Tuesday, September 23, 2014

NEWS: Student died, after falling into enclosure inside zoo

NEW Delhi, India – A 22-year-old student died in the most horrific way when he fell into an enclosure and was attacked by a white tiger inside a Delhi zoo in India.

The terrible incident reportedly happened on Tuesday, September 23 around 1:30 pm when the tiger enclosure the young man was leaning over gave in and fell inside. But other witnesses said the student jumped over the fence deliberately.

The victim was only identified as Himanshu, a class 12 student, but no other details about his identity or why he was inside the zoo were available as of report time.

Eyewitnesses told the media the tiger dragged the victim by his neck and mauled him. The young man was locked in the animals jaw and struggled in pain for nearly 15 minutes before the police arrived at the scene.

But even the police could not do anything to save the victim, reports said. People who witnessed the gruesome animal attack said no one came to help the boy. They only succeeded to scare the tiger away into a nearby cage several minutes later. But the suffering young man died moments later.

In another report, National Zoological Park spokesman Riyaz Ahmed Khan said the victim, who is believed to be taking pictures, failed to heed warning not to get too close to the enclosure and is believed to have eventually climbed over the knee-high fence.

He then jumped down into the protective moat where the tiger grabbed him by his neck.

“The tiger didn’t attack him at first. He attacked when the man threw stones at him. The tiger then attacked him. The man tried to run away,” one of the witnesses, Bittu, said.
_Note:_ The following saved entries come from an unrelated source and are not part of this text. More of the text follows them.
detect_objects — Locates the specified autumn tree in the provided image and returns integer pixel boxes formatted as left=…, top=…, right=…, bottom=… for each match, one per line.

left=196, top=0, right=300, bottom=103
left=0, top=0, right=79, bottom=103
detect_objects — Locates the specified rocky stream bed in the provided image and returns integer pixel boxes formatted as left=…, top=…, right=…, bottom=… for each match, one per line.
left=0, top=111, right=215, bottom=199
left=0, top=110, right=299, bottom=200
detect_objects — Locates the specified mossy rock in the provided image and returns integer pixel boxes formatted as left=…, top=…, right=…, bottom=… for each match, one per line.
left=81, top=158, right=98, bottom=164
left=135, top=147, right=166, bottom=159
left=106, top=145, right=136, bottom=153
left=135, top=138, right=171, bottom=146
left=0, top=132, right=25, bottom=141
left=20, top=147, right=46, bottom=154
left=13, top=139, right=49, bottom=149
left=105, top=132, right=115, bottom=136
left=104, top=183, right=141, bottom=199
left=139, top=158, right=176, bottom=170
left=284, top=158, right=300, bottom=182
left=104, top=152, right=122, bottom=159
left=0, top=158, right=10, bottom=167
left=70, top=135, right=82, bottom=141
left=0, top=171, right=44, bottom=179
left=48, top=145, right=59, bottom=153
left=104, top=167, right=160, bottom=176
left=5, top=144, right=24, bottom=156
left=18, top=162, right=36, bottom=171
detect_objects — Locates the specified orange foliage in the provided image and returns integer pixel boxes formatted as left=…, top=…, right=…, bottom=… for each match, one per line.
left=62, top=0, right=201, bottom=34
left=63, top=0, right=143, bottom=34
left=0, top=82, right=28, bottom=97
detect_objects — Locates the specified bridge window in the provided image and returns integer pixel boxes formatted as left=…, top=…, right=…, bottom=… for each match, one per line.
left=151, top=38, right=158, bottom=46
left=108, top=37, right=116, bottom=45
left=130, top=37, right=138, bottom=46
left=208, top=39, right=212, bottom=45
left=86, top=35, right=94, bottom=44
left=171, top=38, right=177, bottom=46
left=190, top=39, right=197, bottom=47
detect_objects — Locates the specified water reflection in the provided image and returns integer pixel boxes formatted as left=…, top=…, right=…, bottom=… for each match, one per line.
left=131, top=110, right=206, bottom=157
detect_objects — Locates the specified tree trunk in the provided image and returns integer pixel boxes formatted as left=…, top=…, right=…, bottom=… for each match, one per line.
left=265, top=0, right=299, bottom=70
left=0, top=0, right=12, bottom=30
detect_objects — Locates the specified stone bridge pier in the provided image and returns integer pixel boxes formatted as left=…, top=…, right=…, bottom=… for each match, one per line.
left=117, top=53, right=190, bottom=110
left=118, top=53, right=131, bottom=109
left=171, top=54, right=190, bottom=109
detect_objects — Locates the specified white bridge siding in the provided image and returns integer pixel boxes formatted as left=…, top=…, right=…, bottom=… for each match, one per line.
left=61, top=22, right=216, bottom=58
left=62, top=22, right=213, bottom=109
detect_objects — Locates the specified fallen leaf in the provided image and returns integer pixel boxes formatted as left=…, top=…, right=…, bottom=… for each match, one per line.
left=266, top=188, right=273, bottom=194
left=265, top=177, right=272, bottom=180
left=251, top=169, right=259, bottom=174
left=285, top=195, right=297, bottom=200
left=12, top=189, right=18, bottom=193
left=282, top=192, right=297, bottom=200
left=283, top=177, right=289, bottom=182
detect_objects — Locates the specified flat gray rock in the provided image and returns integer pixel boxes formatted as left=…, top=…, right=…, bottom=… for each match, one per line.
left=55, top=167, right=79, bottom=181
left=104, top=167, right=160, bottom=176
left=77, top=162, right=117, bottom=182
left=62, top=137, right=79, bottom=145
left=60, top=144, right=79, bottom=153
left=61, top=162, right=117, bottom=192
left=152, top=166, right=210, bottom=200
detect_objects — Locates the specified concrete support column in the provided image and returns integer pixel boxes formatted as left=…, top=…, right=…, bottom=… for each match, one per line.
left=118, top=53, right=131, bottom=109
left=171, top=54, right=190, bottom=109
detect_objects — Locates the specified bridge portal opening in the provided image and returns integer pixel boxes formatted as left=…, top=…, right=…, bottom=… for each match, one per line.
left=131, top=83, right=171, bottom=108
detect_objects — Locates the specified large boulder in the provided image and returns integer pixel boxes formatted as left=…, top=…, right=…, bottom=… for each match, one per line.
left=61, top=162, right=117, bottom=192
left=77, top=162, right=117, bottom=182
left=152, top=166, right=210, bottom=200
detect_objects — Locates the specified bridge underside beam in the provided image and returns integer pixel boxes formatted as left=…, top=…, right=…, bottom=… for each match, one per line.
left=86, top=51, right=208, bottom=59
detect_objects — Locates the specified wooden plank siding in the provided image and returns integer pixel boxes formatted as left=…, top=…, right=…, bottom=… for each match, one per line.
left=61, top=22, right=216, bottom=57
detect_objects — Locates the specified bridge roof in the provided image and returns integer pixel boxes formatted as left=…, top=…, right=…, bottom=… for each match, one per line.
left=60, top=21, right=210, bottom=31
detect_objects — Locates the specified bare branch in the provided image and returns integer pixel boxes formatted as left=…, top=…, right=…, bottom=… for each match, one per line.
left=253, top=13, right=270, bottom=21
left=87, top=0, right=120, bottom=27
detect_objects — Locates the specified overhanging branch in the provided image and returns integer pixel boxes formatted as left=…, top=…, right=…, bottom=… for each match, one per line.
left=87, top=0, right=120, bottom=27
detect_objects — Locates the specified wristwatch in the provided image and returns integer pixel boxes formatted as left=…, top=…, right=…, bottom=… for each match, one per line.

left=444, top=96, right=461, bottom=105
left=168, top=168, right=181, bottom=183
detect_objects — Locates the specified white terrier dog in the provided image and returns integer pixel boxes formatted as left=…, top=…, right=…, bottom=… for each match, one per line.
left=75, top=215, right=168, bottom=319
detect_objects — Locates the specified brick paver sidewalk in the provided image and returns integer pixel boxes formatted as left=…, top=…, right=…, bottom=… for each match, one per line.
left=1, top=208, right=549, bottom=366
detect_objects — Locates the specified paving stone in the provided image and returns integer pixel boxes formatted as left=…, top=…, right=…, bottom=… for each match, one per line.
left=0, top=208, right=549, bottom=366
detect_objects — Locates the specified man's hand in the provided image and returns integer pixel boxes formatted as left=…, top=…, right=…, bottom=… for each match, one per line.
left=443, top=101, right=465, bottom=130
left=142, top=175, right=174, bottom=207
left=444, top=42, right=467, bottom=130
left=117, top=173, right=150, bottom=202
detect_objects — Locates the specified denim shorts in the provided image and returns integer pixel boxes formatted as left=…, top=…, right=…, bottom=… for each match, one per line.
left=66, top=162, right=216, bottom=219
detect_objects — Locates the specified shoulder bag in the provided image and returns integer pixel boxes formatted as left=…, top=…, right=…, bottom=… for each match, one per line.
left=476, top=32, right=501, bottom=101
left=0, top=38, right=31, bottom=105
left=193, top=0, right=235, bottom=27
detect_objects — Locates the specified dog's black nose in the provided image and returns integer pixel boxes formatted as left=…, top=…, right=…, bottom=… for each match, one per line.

Some people also tried to throw stones and sticks at the animal to drive it away, to no avail.

A wild animal conservation and protection agency worker said despite the victim’s death, the tiger cannot be blamed for the bloody attack.

“The tiger was just being a tiger. An unusual object fell into his domain,” said Belinda Wright. “He’s a wild animal in captivity. It is certainly not the tiger’s fault.”